0003 HOTEL
MONA



          "The tension between art and architecture, consumption and waste, expressed in an experimental hotel typology."


            Study of the context of site, the Moorilla Estate, located along the Derwent River in Tasmania, raised some important tensions between spaces and time. The location of middens along the banks of the property indicates a lost indigenous culture. There is also evidence of environmental degradation, mercury pollution in the silt bed of the Derwent, due to past industrial waste deposits, and there is a species of native fern that hasn't been sighted in the area since the 80s.


            Add to this, the possible future of rising sea levels, plus dwindling energy resources, this area may once well be cut off from the mainland. History repeats itself - Tasmania was cut off from the mainland with the flooding of the Bass Strait over 10000 years ago. This tension between past and future sites Mona in a very fertile place.

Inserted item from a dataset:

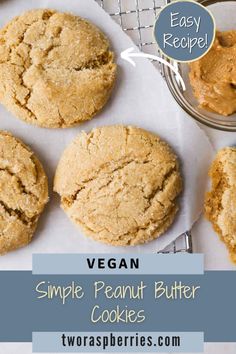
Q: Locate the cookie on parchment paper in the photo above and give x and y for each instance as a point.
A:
(23, 193)
(56, 69)
(220, 202)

            So there is this tension between the consumer driven hotel culture and the context of waste. The design highlights this tension with an outward appearance of industrial waste, concrete pipes thrown onto the site, and then an interior that sparkles with the sleek veneer of awesome consumption.


            As an art hotel, the tension between art and architecture is drawn upon to express a kind of hyper-reality, with deep roots in space and time - the exterior chaos and abandon of reality, versus the interior tunnels of a futuristic order of alternate reality and fantasy.